Helliwell agreed, adding: “Education in Finland has not always been first-rate; there were many important reforms introduced several decades ago, something they recount to show that good education is not culture or nation-specific, but can be developed anywhere. Being Finns, and good at sharing (something else that can be emulated and learned), they were responsive to outside interest, and willing to help others to improve their education systems.”

Unlike in Finland, the ‘satellite’ schools are not free. HEI Schools Marketing Communications Manager Pamela Lewis told CNN that national operators decide on their own fees but are “typically … landing on fees suitable for (the) local middle class.”

HEI Schools is now planning new initiatives in Argentina, Saudi Arabia and Kuwait.

‘Danger of post-hoc explanation’

Riikka Hofmann, a lecturer at Cambridge University’s faculty of education, where she researches educational change, told CNN: “The reasons for the success of any education system are always complex, contextual and there is always the danger of post-hoc explanation.”

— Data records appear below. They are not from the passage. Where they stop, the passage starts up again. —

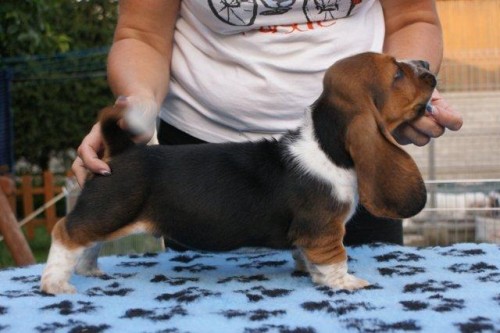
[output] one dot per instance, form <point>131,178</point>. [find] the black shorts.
<point>363,228</point>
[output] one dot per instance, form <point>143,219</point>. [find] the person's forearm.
<point>134,69</point>
<point>139,60</point>
<point>413,31</point>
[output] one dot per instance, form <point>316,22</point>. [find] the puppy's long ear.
<point>389,182</point>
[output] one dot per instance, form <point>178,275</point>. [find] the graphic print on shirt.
<point>245,12</point>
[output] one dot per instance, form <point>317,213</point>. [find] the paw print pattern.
<point>377,325</point>
<point>477,324</point>
<point>254,315</point>
<point>399,256</point>
<point>430,286</point>
<point>67,308</point>
<point>156,314</point>
<point>401,270</point>
<point>463,253</point>
<point>437,303</point>
<point>480,267</point>
<point>72,326</point>
<point>173,281</point>
<point>113,289</point>
<point>187,295</point>
<point>339,307</point>
<point>244,279</point>
<point>260,293</point>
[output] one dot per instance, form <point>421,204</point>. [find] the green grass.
<point>39,246</point>
<point>41,243</point>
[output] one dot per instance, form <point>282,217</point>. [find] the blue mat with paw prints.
<point>438,289</point>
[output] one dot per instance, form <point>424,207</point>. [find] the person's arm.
<point>413,31</point>
<point>138,71</point>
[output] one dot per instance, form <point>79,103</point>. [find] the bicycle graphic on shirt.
<point>244,12</point>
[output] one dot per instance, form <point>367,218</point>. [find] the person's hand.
<point>139,118</point>
<point>433,124</point>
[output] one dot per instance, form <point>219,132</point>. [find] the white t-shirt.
<point>247,69</point>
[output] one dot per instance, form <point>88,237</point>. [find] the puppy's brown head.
<point>374,94</point>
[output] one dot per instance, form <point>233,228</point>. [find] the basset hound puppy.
<point>298,191</point>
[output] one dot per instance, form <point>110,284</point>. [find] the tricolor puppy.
<point>298,191</point>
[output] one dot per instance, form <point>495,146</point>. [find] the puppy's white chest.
<point>316,163</point>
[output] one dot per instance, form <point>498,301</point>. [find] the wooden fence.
<point>26,195</point>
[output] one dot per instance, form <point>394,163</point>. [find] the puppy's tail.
<point>116,139</point>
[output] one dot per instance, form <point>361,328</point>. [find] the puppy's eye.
<point>399,74</point>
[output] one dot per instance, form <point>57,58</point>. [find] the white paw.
<point>336,276</point>
<point>348,282</point>
<point>300,263</point>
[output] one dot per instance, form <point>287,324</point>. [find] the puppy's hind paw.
<point>336,276</point>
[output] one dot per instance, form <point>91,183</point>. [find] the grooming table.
<point>439,289</point>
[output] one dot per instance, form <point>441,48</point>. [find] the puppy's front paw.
<point>336,276</point>
<point>348,282</point>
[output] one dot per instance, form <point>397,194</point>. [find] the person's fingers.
<point>89,150</point>
<point>428,126</point>
<point>139,117</point>
<point>406,134</point>
<point>79,170</point>
<point>445,114</point>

She added that the interesting thing about Finland’s education system is that “it was not developed into its current form in order to tick boxes of success, but in order to be supportive of all children’s learning.”

Hofmann said that “we do not know whether things that work in one cultural and policy setting will work the same way in another” but pointed out that HEI Schools is instead trying to allow for its model to develop in a “co-constructive” way through its implementation by teachers in different countries.

One place with an almost diametrically opposed educational culture is South Korea, where emphasis is placed on academic achievement within a hothouse system. Seolmi Lee, a parent at an HEI school in Seoul, said she had come to seek an alternative model after majoring in early childhood education herself.

Lee told CNN that she felt South Korean education was stuck in a traditional system where children operated within a “set framework with fixed answers.”

She had been impressed that “in Finnish education, children independently take the initiative to decide what kind of activity they would like to do, find answers within the play they choose, and finish the activity without a set time or framework.”

HEI Schools also uses Finnish designers and architects to build inspiring spaces.

By doing so, children “gained a huge sense of accomplishment and self-confidence, which eventually leads to the happiness of living.”

Every parent wanted their child to be happy, Lee said, adding: “I want to teach my child that happiness is something that she has to make herself, rather than somebody making it for her.”

Four years of play

Studies consistently prove a solid foundation in early years has a lasting, lifelong impact, according to Sue Palmer, a former head teacher, literacy expert and author of many books including “Toxic Childhood.”

Studies consistently prove a solid foundation in early years has a lasting, lifelong impact, according to Sue Palmer, a former head teacher, literacy expert and author of many books including “Toxic Childhood.”

Palmer told CNN: “My admiration for the Finns is for their education in general and the trust they put in teachers, but specifically for their absolutely remarkable pre-school provision.”

Palmer strongly believes the later starting age is key to Finland’s success and would like to see more countries follow suit. Two thirds of countries start school at six, 12% at 4-5 and just over a fifth – 22% – at seven, she said.

“Nobody in Finland expects children to be reading and writing formally until they are seven which means they get four years of play and early years pedagogy.

“There are a lot of children who are simply not developmentally ready and if you force them you can create a lot of problems.”